Researcher Affiliation Academia Jiakai Zhang Department of Computer Science New York University zhjk@nyu.eduKyunghyun Cho Department of Computer Science Center for Data Science New York University kyunghyun.cho@nyu.edu
Pseudocode Yes Algorithm 1 Safe DAgger Blue fonts are used to highlight the differences from the vanilla DAgger.
Open Source Code No We will release a patch to TORCS that allows seamless integration between TORCS and Torch.
Open Datasets Yes We use TORCS (tor accessed May 12 2016), a racing car simulator, for empirical evaluation in this paper. We chose TORCS based on the following reasons.
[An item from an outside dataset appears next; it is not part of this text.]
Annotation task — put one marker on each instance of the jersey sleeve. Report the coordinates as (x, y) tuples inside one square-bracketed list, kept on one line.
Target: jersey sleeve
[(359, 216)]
First, it has been used widely and successfully as a platform for research on autonomous racing (Loiacono et al. 2008)... Third, as TORCS is an open-source software, it is easy to interface it with another software which is Torch in our case.
Dataset Splits Yes We use ten different tracks in total for our experiments. We split those ten tracks into two disjoint sets: seven training tracks and three test tracks. All training examples as well as validation examples are collected from the training tracks only, and a trained primary policy is tested on the test tracks.
Hardware Specification No The paper mentions running on an 'off-the-shelf workstation' but does not provide specific details such as GPU or CPU models, or memory specifications.
Software Dependencies No The paper mentions using 'Torch' but does not specify a version number for this software dependency. It only mentions TORCS without a version.
Experiment Setup Yes In the case of Safe DAgger, we collect 30k, 30k and 10k of training examples (after the subset selection in line 6 of Alg. 1.) In the case of the original DAgger, we collect up to 390k data each iteration and uniform-randomly select 30k, 30k and 10k samples as our training examples... We use a deep convolutional network that has five convolutional layers followed by a set of fullyconnected layers... We choose τ = 0.0025 as our safety classifier threshold so that approximately 20% of initial training examples are considered safe.